Она встала и молча вышла. Я пожалел о своих словах. Но когда я подумал, что она больше не придет, мне стало совсем не по себе. Тем не менее в тот же день вечером кто-то постучал в дверь. Ее я никак не ждал. Но это была она – с кипой газет и журналов.
– Лермонтов не хочет почитать чего-нибудь?
– Где вы их столько набрали, Габриэла?
– Приходил какой-то русский солдат, спрашивал тех, что на первом этаже, и оставил для них вот это. А они еще не вернулись.
Наши ребята уже несколько дней как встали на ноги и разнюхали дорогу в винные погреба. До них было километра три. Для меня они тоже прихватывали белое австрийское вино, но профессор Штирер запретил мне пить.
– О чем пишут в ваших газетах? – спросила она.
– О мире, – ответил я.
Она отвернулась к окну и вдруг спросила:
– Что же такое война?
– Бойня, и все дела, – ответил я.
– А мир?
– Передышка между бойнями… Чтоб зализывать раны.
У нее расширились глаза, она задумалась на секунду – и рассмеялась. В первый раз я видел, как она смеется. Она подошла к кровати и дружески коснулась меня рукой. Потом вернулась к окну, стала снова вглядываться в даль.
– Лес уже зеленый? – спросил я.
– Только начинает…
– Птицы прилетели?
Она обернулась, взглянула на меня в приливе веселого любопытства:
– А вы что будете делать после войны?
– Я или мы все?
– Ты, – уточнила она.
– Я стану артистом кино. Путешествовать – напутешествовался, водить машину – умею, стрелять из ружья – тоже. Осталось научиться целовать девушек.
Она отвела глаза, улыбаясь, потом спросила:
– Хочешь завтра выйти погулять?
– Если разрешат, с превеликим удовольствием… Но…
– Я попрошу дедушку.

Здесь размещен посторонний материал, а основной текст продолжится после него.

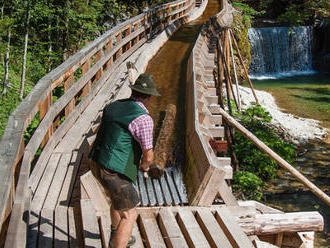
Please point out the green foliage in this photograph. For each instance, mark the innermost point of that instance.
(250, 158)
(248, 184)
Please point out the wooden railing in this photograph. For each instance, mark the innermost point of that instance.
(81, 77)
(205, 171)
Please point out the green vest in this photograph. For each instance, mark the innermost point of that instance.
(115, 148)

Между прочим, он мне сообщил по секрету, что его верхний пациент, если б был посмелее, уже давно спустился бы вниз.
– Передай дедушке, что вот уже три дня, как именно это и делается, когда все спят!
– О господи! – ужаснулась она и посмотрела на меня с укоризной. – И куда же вы ходите?
– До опушки леса, но только я один!
– Ты, ты! Я про тебя и говорю, – подчеркнула она. – А у меня в лесу есть своя поляна.
– Со старым дубом!..
– Нет, вы подумайте! – воскликнула она и потянулась было схватить меня за ухо, но вдруг замерла, может быть, вспомнив, что перед ней чужой солдат – русский, советский, большевик – чужой, как марсианин, семипалый, о трех руках, с другими воззрениями, с другой логикой. И вообще…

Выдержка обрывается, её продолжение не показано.